Buffy the Vampire Slayer Season 8: Predators and Prey
Alternative editions:
Buffy the Vampire Slayer S8 Predators and Prey review
Alternative editions:
  • North American Publisher / ISBN: Dark Horse - 978-1-59582-342-5
  • Volume No.: 5
  • Release date: 2009
  • UPC: 9781595823427
  • Contains adult content?: no
  • Does this pass the Bechdel test?: yes
  • Positive minority portrayal?: yes

Unlike previous volumes of Buffy Season 8, there is no central arc at the core of Predators and Prey. Instead, this brings together single-part stories, illustrating various corners of the Buffyverse, and featuring various writers – but not Joss Whedon, who functions here solely as “Executive Producer” (i.e. the man directing the overall plot).

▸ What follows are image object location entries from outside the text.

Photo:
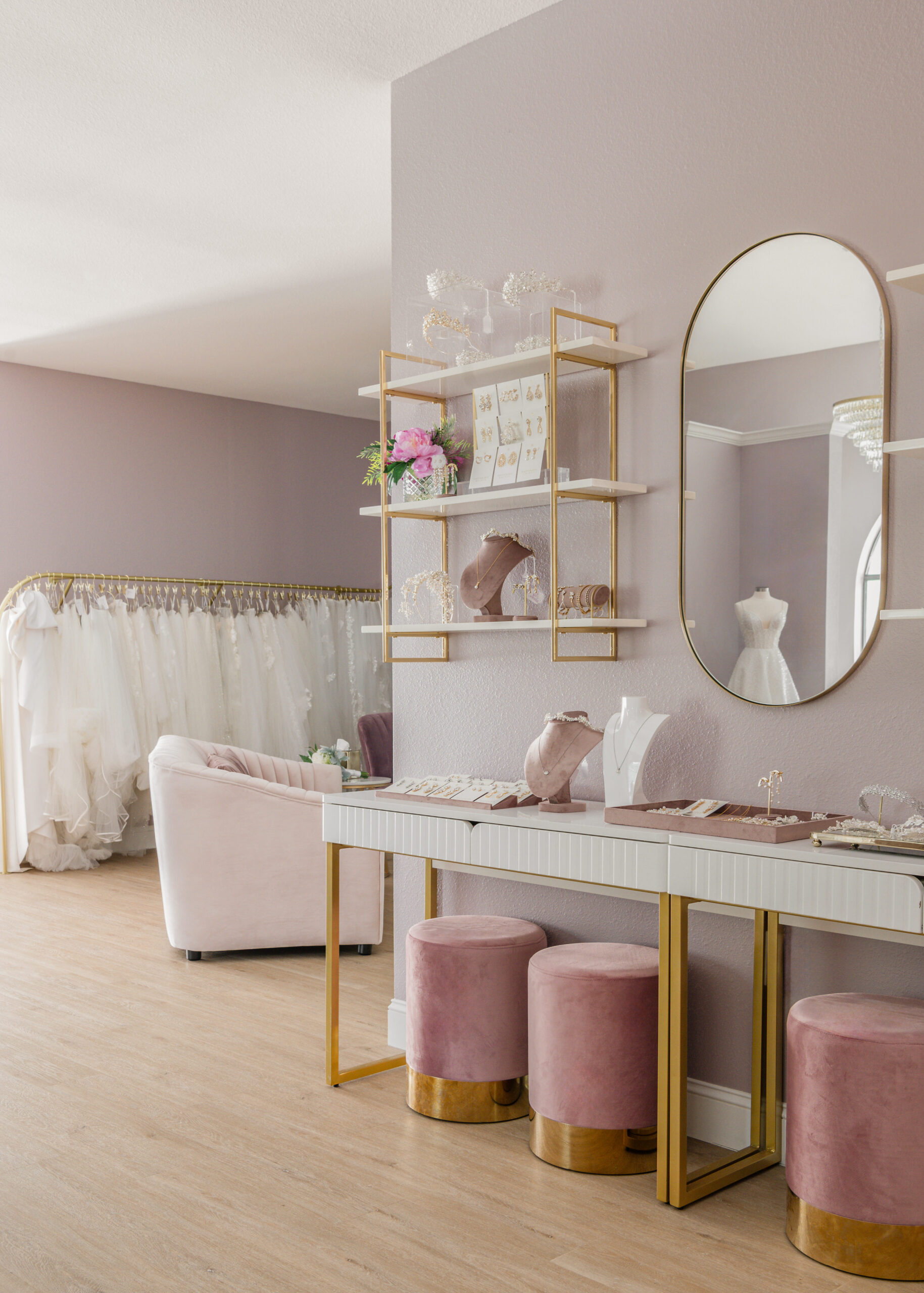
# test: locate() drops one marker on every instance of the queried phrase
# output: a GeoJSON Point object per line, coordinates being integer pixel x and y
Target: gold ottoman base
{"type": "Point", "coordinates": [468, 1102]}
{"type": "Point", "coordinates": [603, 1153]}
{"type": "Point", "coordinates": [857, 1247]}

In ‘Harmonic Divergence’, written by Jane Espenson, airhead vampire Harmony Kendall lands her own vampiric reality show, beginning a public backlash against Vampire Slayers. Steven S. DeKnight pens ‘Swell’, in which Willow’s lover Kennedy evaluates the performance in charge of the Slayers in Japan of Satsu, introduced earlier in Season 8. In Drew Z. Greenberg’s title story Buffy and Andrew hunt down the rogue Slayer Simone, and bond over Bond (James Bond). The only writer here not to have worked on the TV series, Jim Krueger, produces ‘Safe’, in which Giles and Faith experience a Twilight Zone style encounter in Mitteleuropa. This labours its Hansel and Gretel references a little too much. The collection concludes with ‘Living Doll’, by Doug Petrie, which finally resolves the long-running storyline in which Buffy’s sister Dawn is transformed into various strange forms.

Artwork throughout is by regular Buffy penciller Georges Jeanty, except on ‘Safe’, where Cliff Richards, artist on the previous Giles/Faith arc, No Future For You, is responsible. Andy Owens inks everything, providing visual continuity throughout the volume. The art continues to be attractive, as it always has been through Season 8, though Richards’ work is the weakest seen here.

The main season arc plot is moved slowly along in the background, but most of these stories can be enjoyed purely on their own merits. They perhaps don’t shine as much as the original TV series (DeKnight gets closest), but these are perfectly acceptable comics.

The collection also includes two light-hearted stories that originally appeared in Dark Horse Presents, ‘Harmony Bites’, by Espenson and Karl Moline, which shows an episode of Harmony’s reality series, and ‘Vampy Cat Play Friend’, by DeKnight and Camilla d’Errico, a fake advert for a demonic toy that has a central role to play in ‘Swell’. The series continues with Retreat.